The article explains why useEffect was introduced, how it replaces lifecycle methods in class components, and how it separates side‑effects from rendering logic.

Mount and Update Implementations

Both mountEffect and updateEffect are defined in ReactFiberHooks.js. They create a new hook, compute nextDeps, set the sideEffectTag, and store an Effect object via pushEffect. When dependencies have not changed, updateEffect uses NoHookEffect to skip execution.

pushEffect Function

pushEffect(tag, create, destroy, deps)

builds an Effect node (a circular linked list) and adds it to the component's updateQueue. The queue is a simple object with a lastEffect pointer, forming a circular list of effects for the component.

Component Update Queue

The componentUpdateQueue holds the effect list. When the first effect is added, the queue is initialized and its lastEffect points to the new effect; subsequent effects are linked in a circular fashion.

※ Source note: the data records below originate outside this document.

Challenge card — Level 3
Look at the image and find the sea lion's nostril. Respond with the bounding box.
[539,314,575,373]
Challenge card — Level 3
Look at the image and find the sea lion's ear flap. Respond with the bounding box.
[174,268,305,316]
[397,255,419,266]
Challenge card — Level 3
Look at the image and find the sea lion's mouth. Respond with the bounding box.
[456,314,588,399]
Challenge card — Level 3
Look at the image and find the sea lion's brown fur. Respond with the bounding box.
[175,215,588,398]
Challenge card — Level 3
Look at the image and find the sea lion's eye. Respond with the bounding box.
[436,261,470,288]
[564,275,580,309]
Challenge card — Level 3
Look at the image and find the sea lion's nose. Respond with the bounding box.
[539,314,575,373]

Render Flow from ReactDOM to Fiber

Rendering starts with ReactDOM.render, which calls updateContainer in ReactFiberReconciler.js. This function creates a root update and schedules work via scheduleWork. The scheduler eventually invokes renderRoot, which runs the workLoop (or workLoopSync) to process units of work.

performUnitOfWork and beginWork

performUnitOfWork

repeatedly calls beginWork for each fiber. For function components, beginWork executes renderWithHooks, which runs the component function, registers hooks, and builds the effect list.

Commit Phase

When the render phase finishes, commitRoot is called. It extracts the effect list from the finished work, then runs three phases:

commitBeforeMutationEffects
commitMutationEffects
commitLayoutEffects

Each phase iterates over the same circular effect list.

commitHookEffectList

The core of useEffect handling resides in commitHookEffectList(unmountTag, mountTag, finishedWork). It retrieves the component's updateQueue, walks the circular list of Effect objects, and for each effect:

If the tag matches unmountTag, it calls the stored destroy function.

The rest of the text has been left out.